Chart types include bar, column, line, pie, doughnut, area, funnel. Configuration: choose which fields are the axis, which are the values, optional grouping, and the colour scheme.

Charts render inline on list pages — the user sees the chart above the list, both filtered by the current view. Drilling down on the chart filters the list to the slice clicked.

Dashboards. A dashboard is a multi-component composition of charts, lists, web resources, and Power BI tiles. Each table can have its own dashboards; cross-table dashboards exist at the app level.

Dashboard types:

  • System dashboard — admin-configured, available to all users with the role.
  • Personal dashboard — user-created, visible only to creator.
  • Interactive dashboard — modern, with persistent filters and global streams; tuned for case-management-style work where the user filters and processes records inline.
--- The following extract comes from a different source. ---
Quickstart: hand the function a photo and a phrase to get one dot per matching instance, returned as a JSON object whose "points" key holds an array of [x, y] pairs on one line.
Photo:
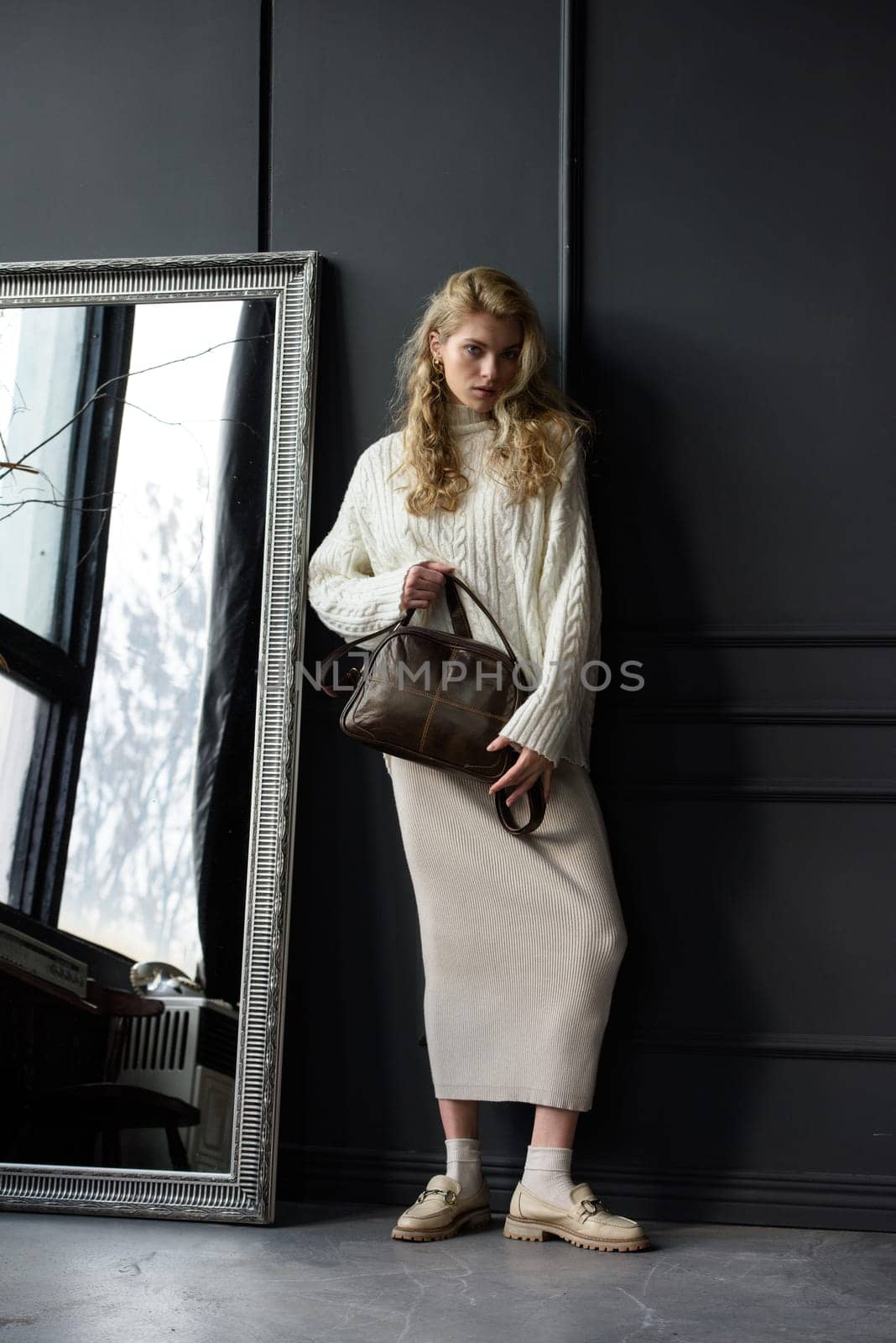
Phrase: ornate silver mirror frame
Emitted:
{"points": [[244, 1193]]}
Power BI integration. Beyond native Dataverse charts, Power BI tiles can be embedded in dashboards:

  • Power BI dashboard tile — a tile from a Power BI dashboard.
  • Power BI report tile — a full Power BI report embedded.

For complex analytical surfaces, Power BI is the better tool than native Dataverse charts. The integration gives users a single dashboard surface combining operational data (Dataverse views) and analytical data (Power BI).

Designing for users.

  • Per-role dashboards — different defaults for sellers vs service agents vs managers.
  • Limit dashboard count — 5–10 well-curated dashboards beat 50 stale ones.
  • Refresh expectations — Dataverse charts are real-time; Power BI tiles refresh on their own schedule (typically not real-time).
  • Mobile dashboards — different rendering; design with mobile in mind.

Common patterns.

  • Manager dashboards — team pipeline, team performance, exceptions.
  • Agent dashboards — open cases, SLAs at risk, recent activities.
  • Executive dashboards — high-level KPIs, often Power BI-driven.
  • Operational dashboards — daily-glance views for specific roles.

Operational discipline.

  • Govern personal-view sharing — personal views shared too widely become semi-system views with no governance.
  • Retire stale dashboards — dashboards nobody uses are clutter. Audit annually.
  • Test refresh frequency — users complaining that "the dashboard is wrong" usually means stale data from misunderstood refresh cadence.

Where Dataverse charts fall short. Complex analytical needs — multi-table joins, complex calculations, sophisticated visualisations — outgrow Dataverse charts. Move to Power BI. Native charts cover the operational "what's happening on my team today" question; analytical depth belongs in Power BI.